Imagine a randomized trial where some patients assigned to treatment do not take it, and some assigned to control obtain the intervention anyway. Or imagine a cancer study where quality of life is only defined among patients who survive six months. Researchers constantly ask questions like:

  • What is the effect among adherers?
  • What is the effect among survivors?
  • What is the effect among patients who would accept treatment if offered?

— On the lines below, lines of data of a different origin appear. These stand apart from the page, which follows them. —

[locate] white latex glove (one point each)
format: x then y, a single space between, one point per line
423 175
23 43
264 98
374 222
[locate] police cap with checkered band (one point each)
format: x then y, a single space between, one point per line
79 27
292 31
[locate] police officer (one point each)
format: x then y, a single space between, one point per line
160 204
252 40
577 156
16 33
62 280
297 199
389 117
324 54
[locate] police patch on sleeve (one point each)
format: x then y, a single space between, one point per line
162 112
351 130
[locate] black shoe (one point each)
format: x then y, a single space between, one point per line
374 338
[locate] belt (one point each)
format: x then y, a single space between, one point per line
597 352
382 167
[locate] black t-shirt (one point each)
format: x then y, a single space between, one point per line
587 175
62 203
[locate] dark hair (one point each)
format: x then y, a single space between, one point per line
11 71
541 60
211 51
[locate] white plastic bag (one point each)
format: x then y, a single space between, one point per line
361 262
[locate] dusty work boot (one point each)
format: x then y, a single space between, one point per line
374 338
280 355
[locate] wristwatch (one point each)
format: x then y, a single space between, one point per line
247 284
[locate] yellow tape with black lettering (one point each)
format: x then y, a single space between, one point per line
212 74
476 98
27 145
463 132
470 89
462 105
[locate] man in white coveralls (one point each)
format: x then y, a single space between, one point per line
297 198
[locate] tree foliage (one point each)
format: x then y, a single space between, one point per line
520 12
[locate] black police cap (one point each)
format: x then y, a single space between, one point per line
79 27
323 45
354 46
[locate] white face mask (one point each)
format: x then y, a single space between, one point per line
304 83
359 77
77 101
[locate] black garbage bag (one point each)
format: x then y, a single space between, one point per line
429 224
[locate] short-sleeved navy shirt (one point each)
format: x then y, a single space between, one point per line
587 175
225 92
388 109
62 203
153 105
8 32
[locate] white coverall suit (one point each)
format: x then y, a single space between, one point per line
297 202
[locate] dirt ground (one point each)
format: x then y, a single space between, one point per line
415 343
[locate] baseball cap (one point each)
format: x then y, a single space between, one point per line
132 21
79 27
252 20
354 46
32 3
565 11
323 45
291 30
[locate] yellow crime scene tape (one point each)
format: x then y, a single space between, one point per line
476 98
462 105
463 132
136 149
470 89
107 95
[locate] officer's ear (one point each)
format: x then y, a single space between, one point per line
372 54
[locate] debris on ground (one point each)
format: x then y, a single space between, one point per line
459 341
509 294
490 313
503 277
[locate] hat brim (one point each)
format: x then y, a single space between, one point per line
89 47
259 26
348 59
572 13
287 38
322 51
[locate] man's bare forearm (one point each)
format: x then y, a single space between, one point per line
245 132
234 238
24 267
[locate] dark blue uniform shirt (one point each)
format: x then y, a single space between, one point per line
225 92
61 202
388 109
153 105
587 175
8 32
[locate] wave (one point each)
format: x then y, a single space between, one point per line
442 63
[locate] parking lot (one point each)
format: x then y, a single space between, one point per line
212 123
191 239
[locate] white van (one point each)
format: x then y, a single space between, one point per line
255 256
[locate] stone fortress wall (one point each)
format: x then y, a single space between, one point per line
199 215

Those are not stupid questions. They are just dangerous if answered naively. Adherence, survival, and treatment receipt are post-treatment variables. Conditioning on the observed value can break randomization, induce selection bias, and compare biologically different people across arms.

The bad move:

“Among people who survived, treatment looked better.” That comparison is contaminated because survival itself may have been changed by treatment. You are conditioning on the very thing the intervention may have altered.

The Core Idea of Principal Strata

Let Z be treatment assignment, S be some intermediate post-treatment variable, and Y the final outcome. Principal stratification defines groups using the pair (S(0), S(1)), meaning what the intermediate variable would be under control and under treatment.

In noncompliance problems, S is treatment received. That gives the classic strata:

  • Compliers: take treatment if assigned treatment, do not take it if assigned control.
  • Always-takers: take treatment regardless of assignment.
  • Never-takers: do not take treatment regardless of assignment.
  • Defiers: do the opposite of assignment.

In truncation-by-death problems, S might be survival to a follow-up time. Then principal strata include people who would survive under both arms, survive only under treatment, survive only under control, or die under both. The scientifically appealing estimand is often the effect among the always-survivors, because the outcome is well-defined there under both treatments.

The Catch: You Usually Cannot Observe the Stratum

This is the whole game. A patient only experiences one treatment condition, so you never directly see both S(0) and S(1). You cannot open the dataset and label someone “complier” or “always-survivor” with certainty. Principal strata are usually latent.

That means every principal-stratification analysis lives or dies on design assumptions, identifying restrictions, or model structure. If a paper talks about principal strata as though they are observed baseline subgroups, the authors have either simplified too aggressively or do not understand their own method.

The Famous Case: Compliers and the CACE

The most common principal-stratification estimand in practice is the Complier Average Causal Effect or CACE, also called the Local Average Treatment Effectin the instrumental variables literature. In a randomized encouragement design, assignment serves as the instrument and identifies the treatment effect among people whose treatment receipt is actually moved by assignment, namely the compliers.

Why CACE matters:

Intention-to-treat tells you the effect of offering treatment. CACE tells you the effect of actually receiving treatment among the subgroup whose behavior is changed by the offer. Those are different questions, and both can be worth knowing.

Under random assignment, exclusion restriction, relevance, and monotonicity, the Wald estimator gives:

CACE = (Effect of assignment on outcome) / (Effect of assignment on treatment received)

That is clean, useful, and absolutely not a universal treatment effect. It is local to compliers. If the complier population differs from the broader clinical population, your interpretation must say so.

Principal Stratification Is Not Just IV with Fancy Packaging

IV with noncompliance is the entry point, but principal stratification is broader. It gives a general language for causal effects when the outcome is undefined or interpretation changes across post-treatment states. Three recurring use cases matter in clinical research.

Noncompliance

Estimate effects among compliers rather than pretending observed adherers are a clean subgroup.

Truncation by death

Define quality-of-life effects among people for whom the outcome would exist under both arms.

Intermediate response

Separate treatment effects by latent responder types without conditioning on the observed response.

A Clinical Example: Quality of Life When Survival Differs

Suppose an oncology treatment improves survival but causes toxicity. At 12 months, you want to compare quality of life between treatment arms. The naive analysis compares quality of life among survivors only. That is seductive and wrong. Treatment changed who survived, so the survivors in each arm are not the same kind of patients.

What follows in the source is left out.